Куда как страшно нам с тобой,

Товарищ большеротый мой!

Ох, как крошится наш табак,

Щелкунчик, дружок, дурак!

А мог бы жизнь просвистать скворцом,

Заесть ореховым пирогом,

Да видно нельзя никак…

Октябрь 1930.


АРМЕНИЯ

I

Как бык шестикрылый и грозный,

Здесь людям является труд

И, кровью набухнув венозной,

Предзимние розы цветут…


II

Ты розу Гафиза колышешь

И нянчишь зверушек-детей,

Плечьми осьмигранными дышишь

Мужицких бычачьих церквей.

Окрашена охрою хриплой,

Ты вся далеко за горой,

А здесь лишь картинка налипла

Из чайного блюдца с водой.


III

Ты красок себе пожелала —

И выхватил лапой своей

Рисующий лев из пенала

С полдюжины карандашей.

Страна москательных пожаров

И мертвых гончарных равнин,

Ты рыжебородых сардаров

Терпела средь камней и глин.

Вдали якорей и трезубцев,

Где жухлый почил материк,

Ты видела всех жизнелюбцев,

Всех казнелюбивых владык.

И, крови моей не волнуя,

Как детский рисунок просты,

Здесь жены проходят, даруя

От львиной своей красоты.

Как люб мне язык твой зловещий,

Твои молодые гроба,

Где буквы — кузнечные клещи

И каждое слово — скоба…

26 окт. — 16 ноября 1930.


IV

Ax, ничего я не вижу, и бедное ухо оглохло,

Всех-то цветов мне осталось лишь сурик да хриплая охра.

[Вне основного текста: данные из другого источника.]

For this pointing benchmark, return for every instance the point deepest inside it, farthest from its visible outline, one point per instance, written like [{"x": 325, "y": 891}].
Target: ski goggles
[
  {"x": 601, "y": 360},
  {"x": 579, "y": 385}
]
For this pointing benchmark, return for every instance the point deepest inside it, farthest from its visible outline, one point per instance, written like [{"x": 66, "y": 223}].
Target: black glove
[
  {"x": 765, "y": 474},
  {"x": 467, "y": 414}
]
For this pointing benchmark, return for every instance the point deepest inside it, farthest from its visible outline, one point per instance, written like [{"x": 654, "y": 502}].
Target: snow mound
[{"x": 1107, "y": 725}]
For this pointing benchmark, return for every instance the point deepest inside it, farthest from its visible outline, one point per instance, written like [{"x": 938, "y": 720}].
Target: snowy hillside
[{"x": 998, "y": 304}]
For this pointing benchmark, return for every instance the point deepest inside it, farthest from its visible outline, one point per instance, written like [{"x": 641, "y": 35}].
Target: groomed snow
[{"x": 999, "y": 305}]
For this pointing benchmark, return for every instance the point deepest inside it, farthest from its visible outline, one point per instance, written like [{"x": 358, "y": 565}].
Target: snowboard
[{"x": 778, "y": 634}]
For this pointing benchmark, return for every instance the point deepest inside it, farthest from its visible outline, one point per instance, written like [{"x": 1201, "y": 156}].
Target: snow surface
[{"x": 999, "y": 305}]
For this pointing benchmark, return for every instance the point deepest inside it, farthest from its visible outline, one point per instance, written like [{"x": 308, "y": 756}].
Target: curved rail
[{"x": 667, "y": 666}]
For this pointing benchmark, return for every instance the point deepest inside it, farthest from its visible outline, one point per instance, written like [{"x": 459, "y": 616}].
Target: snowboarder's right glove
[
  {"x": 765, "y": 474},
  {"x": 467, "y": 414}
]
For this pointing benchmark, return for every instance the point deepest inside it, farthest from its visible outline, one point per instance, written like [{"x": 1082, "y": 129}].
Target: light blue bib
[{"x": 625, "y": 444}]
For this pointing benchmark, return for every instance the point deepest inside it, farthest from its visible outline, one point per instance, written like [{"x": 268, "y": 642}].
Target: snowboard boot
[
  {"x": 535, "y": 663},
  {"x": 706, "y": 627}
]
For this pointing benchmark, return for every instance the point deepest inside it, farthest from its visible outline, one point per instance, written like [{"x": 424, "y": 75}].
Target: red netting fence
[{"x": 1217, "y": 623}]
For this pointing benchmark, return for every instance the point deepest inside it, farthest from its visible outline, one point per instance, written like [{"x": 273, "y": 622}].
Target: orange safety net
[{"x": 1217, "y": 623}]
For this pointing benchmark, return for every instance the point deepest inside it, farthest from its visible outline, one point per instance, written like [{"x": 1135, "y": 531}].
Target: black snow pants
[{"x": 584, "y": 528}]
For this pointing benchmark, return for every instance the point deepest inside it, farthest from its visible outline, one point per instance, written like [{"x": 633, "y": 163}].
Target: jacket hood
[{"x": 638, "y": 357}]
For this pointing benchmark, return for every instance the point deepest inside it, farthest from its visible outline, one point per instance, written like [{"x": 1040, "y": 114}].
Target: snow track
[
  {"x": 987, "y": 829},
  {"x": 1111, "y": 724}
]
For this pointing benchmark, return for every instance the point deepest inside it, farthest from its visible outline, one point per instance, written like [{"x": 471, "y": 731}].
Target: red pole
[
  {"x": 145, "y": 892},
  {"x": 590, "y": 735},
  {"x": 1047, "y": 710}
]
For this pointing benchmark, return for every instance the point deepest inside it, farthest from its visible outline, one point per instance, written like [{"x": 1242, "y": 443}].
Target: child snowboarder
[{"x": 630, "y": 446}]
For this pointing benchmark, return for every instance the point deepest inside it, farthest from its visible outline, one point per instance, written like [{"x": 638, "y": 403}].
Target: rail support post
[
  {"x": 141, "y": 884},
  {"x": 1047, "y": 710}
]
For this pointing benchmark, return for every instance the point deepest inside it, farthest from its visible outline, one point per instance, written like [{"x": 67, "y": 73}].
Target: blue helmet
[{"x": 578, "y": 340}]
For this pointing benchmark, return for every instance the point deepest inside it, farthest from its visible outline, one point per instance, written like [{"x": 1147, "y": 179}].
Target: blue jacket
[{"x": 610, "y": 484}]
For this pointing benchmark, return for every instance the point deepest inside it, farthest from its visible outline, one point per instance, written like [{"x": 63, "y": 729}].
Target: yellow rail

И почему-то мне начало утро армянское сниться;

Думал — возьму посмотрю, как живет в Эривани синица,

Как нагибается булочник, с хлебом играющий в жмурки,

Из очага вынимает лавашные влажные шкурки…

Ах, Эривань, Эривань! Иль птица тебя рисовала,

Или раскрашивал лев, как дитя, из цветного пенала?

Ах, Эривань, Эривань! Не город — орешек каленый,

Улиц твоих большеротых кривые люблю вавилоны.

Я бестолковую жизнь, как мулла свой коран, замусолил,

Время свое заморозил и крови горячей не пролил.

Ах, Эривань, Эривань, ничего мне больше не надо,

Я не хочу твоего замороженного винограда!

21 окт. 1930.


V

Закутав рот, как влажную розу,

Держа в руках осьмигранные соты,

Все утро дней на окраине мира

Ты простояла, глотая слезы.

И отвернулась со стыдом и скорбью

От городов бородатых востока;

И вот лежишь на москательном ложе

И с тебя снимают посмертную маску.

25 окт. 1930.


VI

Руку платком обмотай и в венценосный шиповник,

В самую гущу его целлулоидных терний

Смело, до хруста, ее погрузи. Добудем розу без ножниц.

Но смотри, чтобы он не осыпался сразу —

Розовый мусор — муслин — лепесток соломоновый —

И для шербета негодный дичок, не дающий ни масла, ни запаха.


VII

Орущих камней государство —

Армения, Армения!

Хриплые горы к оружью зовущая —

Армения, Армения!

К трубам серебряным Азии вечно летящая —

Армения, Армения!

Солнца персидские деньги щедро раздаривающая —

Армения, Армения!


VIII

Не развалины — нет, — но порубка могучего циркульного леса,

Якорные пни поваленных дубов звериного и басенного христианства,

Рулоны каменного сукна на капителях, как товар из языческой разграбленной лавки,

Виноградины с голубиное яйцо, завитки бараньих рогов

И нахохленные орлы с совиными крыльями, еще не оскверненные Византией.


IX

Холодно розе в снегу:

На Севане снег в три аршина…

Вытащил горный рыбак расписные лазурные сани,

Сытых форелей усатые морды

Несут полицейскую службу

На известковом дне.

А в Эривани и в Эчмиадзине

Весь воздух выпила огромная гора,

Ее бы приманить какой-то окариной

Иль дудкой приручить, чтоб таял снег во рту.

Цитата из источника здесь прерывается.